Dealing with Depression
Depression has become one of the leading chronic conditions in the world today. Most people have bad days where depression can play a major part while a growing minority may have days, weeks, or longer stretches of time where they find it hard to function. Unlike in the past, there are now multiple ways to treat chronic depression. Various forms of therapy and medications used separately or in combination can make the depressive episodes easier, and allow patients to cope with them better.
Medicine for depression has come a long way from its beginnings, and includes several classes of drugs: Selective Serotonin Reuptake Inhibitors (SSRIs), Serotonin-Norepinephrine Reuptake Inhibitors (SNRIs), Benzodiazepines, Tricyclics, and the latest to be approved, Ketamine. All of the above except for Ketamine are taken in a daily pill form. Ketamine is administered as a nasal spray in the doctor’s office. More than one in nine Americans reported having taken medicine for depression for at least a month during the 2011 to 2014 time period, up from one in 50 in the 1980s. All medications may have some sort of side effects, and it is important to talk with a doctor about any drug interactions with other medicines and supplements. It is also important to know when to take them, either with or without food, and if there are foods or drinks to be avoided, how long it will take for the medication to begin working, and how doctor’s visits should be scheduled. Emergency contacts in case of issues with medication should also be discussed.
Cognitive-Behavioral Therapy (CBT), helps patients actively pursue changes in their thoughts and behaviors with the help of a professional therapist, and requires the patients practice the learned skills on a daily basis so that they become habits. It has been proven to be highly effective if the patient is committed to getting better by using it. Interpersonal Therapy (IPT) is a shorter term treatment for major depression used for treating the symptoms by reducing or eliminating them. One-on-one or group counseling are more traditional methods, where the patient or patients meet with counselors to talk through their problems. For those who don’t want in person sessions, there are now mobile apps, texting services, and phone services that serve a similar purpose. Medicine for depression can be used in conjunction with any of these, increasing the chances of success in the treatment of long term or severe depression. Electroconvulsive Therapy (ECT) can be used when medication and counseling don’t work, especially for suicidal individuals, and while methodology has improved, there are still some side effects that make this a last resort treatment.

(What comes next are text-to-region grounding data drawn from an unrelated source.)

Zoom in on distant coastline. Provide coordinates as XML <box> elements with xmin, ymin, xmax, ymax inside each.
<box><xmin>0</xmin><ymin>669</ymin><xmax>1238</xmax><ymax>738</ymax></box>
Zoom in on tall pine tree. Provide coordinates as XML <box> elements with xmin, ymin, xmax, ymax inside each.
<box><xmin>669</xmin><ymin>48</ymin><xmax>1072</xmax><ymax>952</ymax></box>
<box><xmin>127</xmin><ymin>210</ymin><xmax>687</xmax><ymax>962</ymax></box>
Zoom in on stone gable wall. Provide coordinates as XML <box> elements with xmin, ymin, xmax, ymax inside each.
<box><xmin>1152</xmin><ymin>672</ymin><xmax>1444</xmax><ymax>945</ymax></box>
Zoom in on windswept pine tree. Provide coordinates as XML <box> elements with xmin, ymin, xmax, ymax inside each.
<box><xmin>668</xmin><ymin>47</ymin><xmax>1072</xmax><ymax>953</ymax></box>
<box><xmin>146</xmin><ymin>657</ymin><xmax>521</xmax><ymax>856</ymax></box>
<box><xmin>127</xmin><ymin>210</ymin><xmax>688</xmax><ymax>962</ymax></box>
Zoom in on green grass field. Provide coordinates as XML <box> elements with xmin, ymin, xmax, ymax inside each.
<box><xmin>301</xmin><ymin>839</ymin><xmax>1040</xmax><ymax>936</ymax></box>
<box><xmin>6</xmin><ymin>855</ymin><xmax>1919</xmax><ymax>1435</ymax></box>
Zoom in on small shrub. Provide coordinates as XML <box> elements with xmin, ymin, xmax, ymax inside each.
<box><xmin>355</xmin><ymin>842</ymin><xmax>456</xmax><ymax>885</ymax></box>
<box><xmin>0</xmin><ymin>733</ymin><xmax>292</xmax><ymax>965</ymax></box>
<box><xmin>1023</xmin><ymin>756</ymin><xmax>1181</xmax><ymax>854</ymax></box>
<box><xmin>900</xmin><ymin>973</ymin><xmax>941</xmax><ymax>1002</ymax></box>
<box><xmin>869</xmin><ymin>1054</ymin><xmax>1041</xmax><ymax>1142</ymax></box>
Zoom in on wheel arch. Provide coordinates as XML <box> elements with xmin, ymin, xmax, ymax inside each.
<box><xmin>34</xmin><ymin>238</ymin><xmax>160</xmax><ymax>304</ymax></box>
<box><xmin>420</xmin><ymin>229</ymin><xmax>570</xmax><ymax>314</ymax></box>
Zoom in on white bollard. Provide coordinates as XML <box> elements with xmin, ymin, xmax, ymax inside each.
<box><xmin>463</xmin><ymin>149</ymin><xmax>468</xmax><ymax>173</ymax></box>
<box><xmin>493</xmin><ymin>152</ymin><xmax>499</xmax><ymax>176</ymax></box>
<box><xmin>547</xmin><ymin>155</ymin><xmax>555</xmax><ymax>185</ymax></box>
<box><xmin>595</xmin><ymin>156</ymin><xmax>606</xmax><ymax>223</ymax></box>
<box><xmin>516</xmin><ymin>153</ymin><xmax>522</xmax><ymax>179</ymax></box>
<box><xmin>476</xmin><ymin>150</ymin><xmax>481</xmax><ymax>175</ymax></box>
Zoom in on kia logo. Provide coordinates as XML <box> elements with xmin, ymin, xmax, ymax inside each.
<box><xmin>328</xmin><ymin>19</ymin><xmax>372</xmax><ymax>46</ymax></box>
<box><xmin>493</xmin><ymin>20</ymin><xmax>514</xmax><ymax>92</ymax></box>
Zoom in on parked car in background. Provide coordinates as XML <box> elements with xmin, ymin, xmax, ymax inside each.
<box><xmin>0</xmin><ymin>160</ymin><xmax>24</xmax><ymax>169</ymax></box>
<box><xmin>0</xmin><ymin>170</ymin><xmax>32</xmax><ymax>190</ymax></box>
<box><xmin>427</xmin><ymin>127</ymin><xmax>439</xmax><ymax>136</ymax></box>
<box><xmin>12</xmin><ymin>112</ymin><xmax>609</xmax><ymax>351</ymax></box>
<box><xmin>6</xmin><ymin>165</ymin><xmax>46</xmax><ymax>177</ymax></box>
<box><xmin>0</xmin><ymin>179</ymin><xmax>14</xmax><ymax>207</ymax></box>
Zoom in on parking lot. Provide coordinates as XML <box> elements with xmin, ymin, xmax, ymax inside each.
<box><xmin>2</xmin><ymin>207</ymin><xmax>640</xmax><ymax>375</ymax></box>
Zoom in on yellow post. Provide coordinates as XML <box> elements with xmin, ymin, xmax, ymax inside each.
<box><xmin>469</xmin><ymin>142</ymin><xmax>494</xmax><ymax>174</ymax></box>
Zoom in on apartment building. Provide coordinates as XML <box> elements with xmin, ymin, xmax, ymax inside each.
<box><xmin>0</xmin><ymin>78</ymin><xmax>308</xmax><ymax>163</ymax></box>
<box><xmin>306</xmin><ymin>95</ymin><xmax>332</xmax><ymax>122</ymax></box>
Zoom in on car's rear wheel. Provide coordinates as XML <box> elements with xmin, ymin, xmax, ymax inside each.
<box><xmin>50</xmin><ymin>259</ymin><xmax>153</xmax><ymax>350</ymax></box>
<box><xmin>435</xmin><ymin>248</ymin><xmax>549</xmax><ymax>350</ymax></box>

Friends, family and coworkers of people who have depression, or who they suspect have depression, should be willing to reach out to the person, check up on them, and be there as someone to talk to without judgement and unasked for advice. If need be, they should intervene if they suspect the person may be a danger to themselves. Suicidal warning signs to watch for are changes for the worse in moods, acting out or reckless behaviors and substance abuse, and talk of things like others being better off without them. They should not treat the person as if they are any different from before they have depression, unless suicidal signs are shown. Depression is a disease, not a weakness on the person’s part. It is also not something that they can get over by being told to do so. There should be no stigma involved. It can happen to anyone, at any time.